Muhammed Sanusi, former governor of the Central Bank of Nigeria (CBN), says the devaluation of the naira will continue unless Nigeria’s appetite for imported items reduces.
The CBN has had to devalue the naira twice in 2020; first from N306/$ to N360/$ and from N360/$ to N380/$.
Speaking during an interview with Arise that aired on Friday, Sanusi said Nigeria is yet to tap into its economic strengths using the comparative advantage system.
He said the country imports both things that can be locally produced and goods that cannot be locally made.
The former emir of Kano faulted the government’s dependence on oil, saying such action by successive administrations has impacted the economy negatively.
“On exchange rates, we are looking at a monoculture economy. Over 90 percent of what government earns comes from the oil sector and oil is a commodity, the price goes up and down. We set up the country to suffer,” the former of Emir of Kano said.
“First of all, you will fix a price for petroleum product even though you are not refining your petroleum products. How can you fix a price for a product you do not produce. We produce crude oil but the price we fixed was for refined petroleum product.

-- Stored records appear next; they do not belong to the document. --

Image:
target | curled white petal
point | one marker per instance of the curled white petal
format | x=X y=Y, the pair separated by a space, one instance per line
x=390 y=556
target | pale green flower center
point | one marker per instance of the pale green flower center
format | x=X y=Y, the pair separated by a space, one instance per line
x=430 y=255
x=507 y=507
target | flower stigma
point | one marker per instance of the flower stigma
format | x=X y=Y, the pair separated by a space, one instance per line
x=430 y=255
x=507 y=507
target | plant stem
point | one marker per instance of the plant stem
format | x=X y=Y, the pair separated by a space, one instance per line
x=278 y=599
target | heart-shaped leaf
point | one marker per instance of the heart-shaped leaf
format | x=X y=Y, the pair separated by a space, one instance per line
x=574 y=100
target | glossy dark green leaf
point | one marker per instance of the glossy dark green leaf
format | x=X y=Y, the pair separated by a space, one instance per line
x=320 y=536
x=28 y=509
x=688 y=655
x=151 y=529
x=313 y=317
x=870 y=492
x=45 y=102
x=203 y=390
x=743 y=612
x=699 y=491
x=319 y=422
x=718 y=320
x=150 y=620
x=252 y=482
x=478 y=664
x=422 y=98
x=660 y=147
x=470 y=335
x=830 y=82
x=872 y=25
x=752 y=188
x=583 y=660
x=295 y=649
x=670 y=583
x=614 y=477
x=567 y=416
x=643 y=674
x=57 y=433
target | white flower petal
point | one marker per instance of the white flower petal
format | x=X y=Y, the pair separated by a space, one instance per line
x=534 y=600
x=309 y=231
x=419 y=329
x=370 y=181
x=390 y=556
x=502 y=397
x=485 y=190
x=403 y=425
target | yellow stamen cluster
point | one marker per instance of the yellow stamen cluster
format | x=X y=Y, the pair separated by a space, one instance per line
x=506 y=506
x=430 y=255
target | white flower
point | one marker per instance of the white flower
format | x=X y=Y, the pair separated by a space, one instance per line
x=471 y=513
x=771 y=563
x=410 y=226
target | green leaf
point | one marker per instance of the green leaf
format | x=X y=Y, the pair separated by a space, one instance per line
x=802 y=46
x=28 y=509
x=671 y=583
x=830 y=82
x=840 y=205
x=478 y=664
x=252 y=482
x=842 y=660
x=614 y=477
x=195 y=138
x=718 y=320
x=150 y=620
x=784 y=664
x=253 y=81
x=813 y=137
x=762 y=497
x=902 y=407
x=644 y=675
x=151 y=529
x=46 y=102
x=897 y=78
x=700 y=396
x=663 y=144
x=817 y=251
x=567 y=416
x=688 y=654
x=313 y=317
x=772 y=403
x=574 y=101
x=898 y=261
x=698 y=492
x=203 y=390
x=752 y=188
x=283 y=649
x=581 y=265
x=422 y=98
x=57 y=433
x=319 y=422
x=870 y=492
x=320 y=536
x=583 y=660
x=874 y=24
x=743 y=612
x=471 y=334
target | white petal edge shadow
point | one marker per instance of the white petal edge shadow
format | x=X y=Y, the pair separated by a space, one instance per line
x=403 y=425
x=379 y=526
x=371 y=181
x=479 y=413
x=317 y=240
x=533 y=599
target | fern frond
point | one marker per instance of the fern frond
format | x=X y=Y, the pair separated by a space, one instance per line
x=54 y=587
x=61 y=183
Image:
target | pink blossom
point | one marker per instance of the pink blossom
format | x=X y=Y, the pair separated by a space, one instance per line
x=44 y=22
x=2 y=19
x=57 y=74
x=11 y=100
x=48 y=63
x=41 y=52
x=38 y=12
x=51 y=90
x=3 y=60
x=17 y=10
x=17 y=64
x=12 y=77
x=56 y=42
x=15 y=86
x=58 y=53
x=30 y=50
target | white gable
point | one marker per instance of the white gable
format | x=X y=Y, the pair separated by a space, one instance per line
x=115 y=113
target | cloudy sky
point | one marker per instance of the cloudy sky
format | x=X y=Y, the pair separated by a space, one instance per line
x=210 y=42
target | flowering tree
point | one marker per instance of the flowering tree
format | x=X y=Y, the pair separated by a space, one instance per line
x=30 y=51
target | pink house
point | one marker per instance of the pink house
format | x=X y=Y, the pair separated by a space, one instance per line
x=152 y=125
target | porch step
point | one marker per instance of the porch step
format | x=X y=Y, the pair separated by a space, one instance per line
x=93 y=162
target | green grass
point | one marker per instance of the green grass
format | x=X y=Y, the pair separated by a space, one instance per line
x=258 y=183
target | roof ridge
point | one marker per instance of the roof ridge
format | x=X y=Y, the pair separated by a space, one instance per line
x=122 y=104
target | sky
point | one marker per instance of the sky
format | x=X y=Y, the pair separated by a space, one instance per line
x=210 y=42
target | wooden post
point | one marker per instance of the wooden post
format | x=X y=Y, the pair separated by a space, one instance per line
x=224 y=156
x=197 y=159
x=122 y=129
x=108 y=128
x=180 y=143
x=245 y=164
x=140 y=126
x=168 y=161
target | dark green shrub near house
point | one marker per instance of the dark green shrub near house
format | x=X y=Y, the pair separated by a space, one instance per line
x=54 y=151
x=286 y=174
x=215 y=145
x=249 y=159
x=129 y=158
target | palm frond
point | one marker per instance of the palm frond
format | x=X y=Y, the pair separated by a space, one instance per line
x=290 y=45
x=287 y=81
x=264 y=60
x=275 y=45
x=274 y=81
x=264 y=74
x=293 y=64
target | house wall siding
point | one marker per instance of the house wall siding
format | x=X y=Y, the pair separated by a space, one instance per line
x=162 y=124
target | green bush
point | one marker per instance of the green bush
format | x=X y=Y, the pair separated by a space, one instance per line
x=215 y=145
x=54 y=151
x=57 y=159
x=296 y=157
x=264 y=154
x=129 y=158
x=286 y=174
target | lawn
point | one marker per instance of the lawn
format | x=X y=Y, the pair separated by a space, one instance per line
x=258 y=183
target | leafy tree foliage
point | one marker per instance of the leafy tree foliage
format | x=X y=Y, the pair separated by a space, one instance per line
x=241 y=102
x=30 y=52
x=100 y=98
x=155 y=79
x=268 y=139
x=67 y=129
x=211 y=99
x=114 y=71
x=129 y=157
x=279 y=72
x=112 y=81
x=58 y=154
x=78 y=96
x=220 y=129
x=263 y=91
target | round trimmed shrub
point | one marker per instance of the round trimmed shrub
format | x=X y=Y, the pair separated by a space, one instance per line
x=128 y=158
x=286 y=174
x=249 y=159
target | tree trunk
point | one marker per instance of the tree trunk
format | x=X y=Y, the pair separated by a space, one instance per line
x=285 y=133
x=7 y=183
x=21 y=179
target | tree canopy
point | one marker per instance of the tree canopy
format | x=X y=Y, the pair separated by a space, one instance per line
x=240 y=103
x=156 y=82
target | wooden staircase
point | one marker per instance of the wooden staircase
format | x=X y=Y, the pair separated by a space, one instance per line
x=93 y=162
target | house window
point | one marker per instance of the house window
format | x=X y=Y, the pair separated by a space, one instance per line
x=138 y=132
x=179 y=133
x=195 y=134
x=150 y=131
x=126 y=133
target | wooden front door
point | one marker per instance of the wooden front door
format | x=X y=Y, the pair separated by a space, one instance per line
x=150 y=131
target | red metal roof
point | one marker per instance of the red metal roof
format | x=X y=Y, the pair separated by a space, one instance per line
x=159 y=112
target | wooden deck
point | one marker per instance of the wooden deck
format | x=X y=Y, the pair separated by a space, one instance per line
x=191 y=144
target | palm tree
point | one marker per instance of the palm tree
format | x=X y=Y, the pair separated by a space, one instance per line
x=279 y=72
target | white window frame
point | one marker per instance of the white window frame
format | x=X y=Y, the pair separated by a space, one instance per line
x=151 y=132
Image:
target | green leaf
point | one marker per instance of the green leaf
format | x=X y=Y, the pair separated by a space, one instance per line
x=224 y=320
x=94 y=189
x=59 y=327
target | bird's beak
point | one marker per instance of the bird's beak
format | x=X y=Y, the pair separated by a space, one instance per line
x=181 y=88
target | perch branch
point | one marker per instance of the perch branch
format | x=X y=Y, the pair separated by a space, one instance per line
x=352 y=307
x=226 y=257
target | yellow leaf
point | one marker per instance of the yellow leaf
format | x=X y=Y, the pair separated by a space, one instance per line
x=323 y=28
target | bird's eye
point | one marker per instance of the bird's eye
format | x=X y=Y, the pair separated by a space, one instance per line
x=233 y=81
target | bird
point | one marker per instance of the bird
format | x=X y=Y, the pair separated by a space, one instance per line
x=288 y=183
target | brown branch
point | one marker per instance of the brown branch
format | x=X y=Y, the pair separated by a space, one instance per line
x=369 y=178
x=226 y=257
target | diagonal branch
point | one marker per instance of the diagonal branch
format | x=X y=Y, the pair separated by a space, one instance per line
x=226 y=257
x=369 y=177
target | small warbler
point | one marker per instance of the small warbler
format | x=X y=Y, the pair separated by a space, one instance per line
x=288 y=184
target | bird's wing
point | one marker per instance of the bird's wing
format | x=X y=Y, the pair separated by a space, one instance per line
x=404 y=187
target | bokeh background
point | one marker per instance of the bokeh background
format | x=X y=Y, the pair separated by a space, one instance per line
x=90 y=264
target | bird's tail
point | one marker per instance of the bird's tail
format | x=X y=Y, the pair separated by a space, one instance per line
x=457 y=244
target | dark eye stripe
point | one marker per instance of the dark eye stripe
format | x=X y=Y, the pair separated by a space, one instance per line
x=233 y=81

“So if the crude oil price goes up, we get the benefit of high crude oil price but we lose it immediately because we have to pay more as subsidy for importing refined petroleum product. So we are the only oil-producing country that does not see the benefit of rising oil prices.”
Sanusi explained that the naira will be protected if Nigeria coordinates local production with other West African countries.
The economist said Nigeria can develop an interest in producing solar panels using sands, iron bars and other resources at the nation’s disposal. He said such an effort will provide electricity, create jobs, and boost the economy.
The former monarch also commended the incumbent administration for auditing and publishing NNPC account for the first time in two decade.
“Now we need to look at those accounts and ask questions so that more and more of that money won’t just keep be drained but rather gets to the central bank. The central bank has the foreign exchange reserves to protect the currency,” he said.
“The ministry of trade has to also support. If the CBN says you can’t import this and that, the ministry of trade needs to work on that. And we have to look into how to work with other African countries. We need to agree that all of us in West Africa need to create a situation where we do not import that which we can produce locally.
“You cannot fix this cycle of devaluation until you fix the underlying economic fundamentals and reduce your dependence on things you import. I am not saying we should manufacture planes or computers. What we can produce locally we import, but what we have a comparative advantage should be locally made.”
In 2014, the CBN officially announced the devaluation of the naira, thereby allowing the national currency to depreciate, amid falling crude oil prices and pressure on foreign exchange.